Flextronics International Ltd. reported profits for the fiscal 2014 second quarter shrank as the company faced higher operating costs and on a small decline in gross profit margins. The company said it believes cost-cutting measures introduced earlier in the year would help it improve the total operating structure.
Net income at the top-tier electronics manufacturing services (EMS) provider fell 22 percent, in the three months ended Sept. 27, to $118 million, or 19 cents per share, compared with profits of $150.6 million, or 22 cents per share, in the year-ago quarter. Revenue for the fiscal 2014 second quarter climbed, though, to $6.4 billion from $6.2 billion while gross profit margins fell slightly to 5.75 percent from 5.94 percent. Profits in the year ago quarter benefitted from a $10.5 million charge against interest expenses.

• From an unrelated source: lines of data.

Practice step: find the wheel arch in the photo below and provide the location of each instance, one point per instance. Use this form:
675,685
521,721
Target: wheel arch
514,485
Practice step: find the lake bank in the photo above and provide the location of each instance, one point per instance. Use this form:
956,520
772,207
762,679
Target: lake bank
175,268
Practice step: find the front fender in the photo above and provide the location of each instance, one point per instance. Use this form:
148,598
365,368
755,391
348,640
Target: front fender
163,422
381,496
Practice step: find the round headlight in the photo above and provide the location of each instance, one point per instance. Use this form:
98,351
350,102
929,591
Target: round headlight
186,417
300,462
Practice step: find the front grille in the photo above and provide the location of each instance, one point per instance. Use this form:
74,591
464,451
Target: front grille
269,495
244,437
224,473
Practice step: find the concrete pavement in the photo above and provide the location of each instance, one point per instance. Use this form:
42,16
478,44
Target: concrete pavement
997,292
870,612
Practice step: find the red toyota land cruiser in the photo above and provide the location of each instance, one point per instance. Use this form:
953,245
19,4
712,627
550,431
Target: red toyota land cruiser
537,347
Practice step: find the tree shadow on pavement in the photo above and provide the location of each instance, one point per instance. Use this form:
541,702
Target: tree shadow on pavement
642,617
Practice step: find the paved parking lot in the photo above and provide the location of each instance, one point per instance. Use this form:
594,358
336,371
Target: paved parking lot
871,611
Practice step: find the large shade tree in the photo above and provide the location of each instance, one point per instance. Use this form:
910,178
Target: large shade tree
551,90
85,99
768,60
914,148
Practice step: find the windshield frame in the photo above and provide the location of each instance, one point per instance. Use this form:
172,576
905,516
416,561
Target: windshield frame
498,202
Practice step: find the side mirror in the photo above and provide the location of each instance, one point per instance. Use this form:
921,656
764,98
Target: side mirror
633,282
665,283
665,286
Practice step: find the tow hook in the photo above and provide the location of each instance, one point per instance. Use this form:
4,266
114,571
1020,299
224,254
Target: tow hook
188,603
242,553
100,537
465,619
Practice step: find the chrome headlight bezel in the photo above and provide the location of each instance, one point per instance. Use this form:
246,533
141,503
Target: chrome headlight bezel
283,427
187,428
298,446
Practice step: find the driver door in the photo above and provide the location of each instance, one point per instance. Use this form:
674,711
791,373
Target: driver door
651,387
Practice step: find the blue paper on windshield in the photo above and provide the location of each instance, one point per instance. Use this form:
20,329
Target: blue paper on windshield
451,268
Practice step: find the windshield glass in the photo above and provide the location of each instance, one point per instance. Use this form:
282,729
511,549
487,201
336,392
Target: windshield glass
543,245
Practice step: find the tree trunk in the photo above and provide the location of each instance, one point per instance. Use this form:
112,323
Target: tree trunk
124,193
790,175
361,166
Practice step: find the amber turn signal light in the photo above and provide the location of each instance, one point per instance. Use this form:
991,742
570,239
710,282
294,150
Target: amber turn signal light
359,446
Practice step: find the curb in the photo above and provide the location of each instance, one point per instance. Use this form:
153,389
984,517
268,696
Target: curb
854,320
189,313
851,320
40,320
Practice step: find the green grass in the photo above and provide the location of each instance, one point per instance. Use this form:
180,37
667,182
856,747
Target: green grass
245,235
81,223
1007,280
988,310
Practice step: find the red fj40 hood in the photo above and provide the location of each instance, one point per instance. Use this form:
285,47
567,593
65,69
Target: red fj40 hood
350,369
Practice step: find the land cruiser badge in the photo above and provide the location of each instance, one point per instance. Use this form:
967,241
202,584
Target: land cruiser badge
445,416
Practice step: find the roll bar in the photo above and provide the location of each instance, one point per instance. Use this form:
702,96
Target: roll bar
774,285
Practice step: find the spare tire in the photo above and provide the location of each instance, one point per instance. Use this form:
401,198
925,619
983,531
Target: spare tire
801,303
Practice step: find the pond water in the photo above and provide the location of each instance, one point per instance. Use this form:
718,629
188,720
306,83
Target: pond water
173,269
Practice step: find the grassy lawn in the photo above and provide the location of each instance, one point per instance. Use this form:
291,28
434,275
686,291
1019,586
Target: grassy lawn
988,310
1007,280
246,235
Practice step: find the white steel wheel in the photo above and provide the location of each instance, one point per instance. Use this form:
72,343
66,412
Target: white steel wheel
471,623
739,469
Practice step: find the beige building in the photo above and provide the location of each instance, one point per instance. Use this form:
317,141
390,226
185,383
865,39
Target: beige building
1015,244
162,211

Flextronics’ selling, general and administrative expenses grew in the recently ended quarter to $218.5 million from $192.2 million in the fiscal 2013 second quarter, putting further pressure on its profits.
Like many of its peers, the contract manufacturer is facing sales pressures and predicts in a statement that revenue for the December quarter would be “in the range of $6.5 billion to $6.9 billion,” in line with analysts’ consensus estimate. Flextronics’ management said during a conference call with analysts that they’ve noticed some weakness in the market with manufacturing programs being ramped slowly.
“Many of our customers and suppliers underestimated just how muted the seasonality would ultimately be as evidenced by the earnings reported so far this quarter,” said Michael McNamara, Flextronics’ CEO during the conference call. “We are seeing impacts ranging from more gradual ramps for new programs to some softness in end markets.”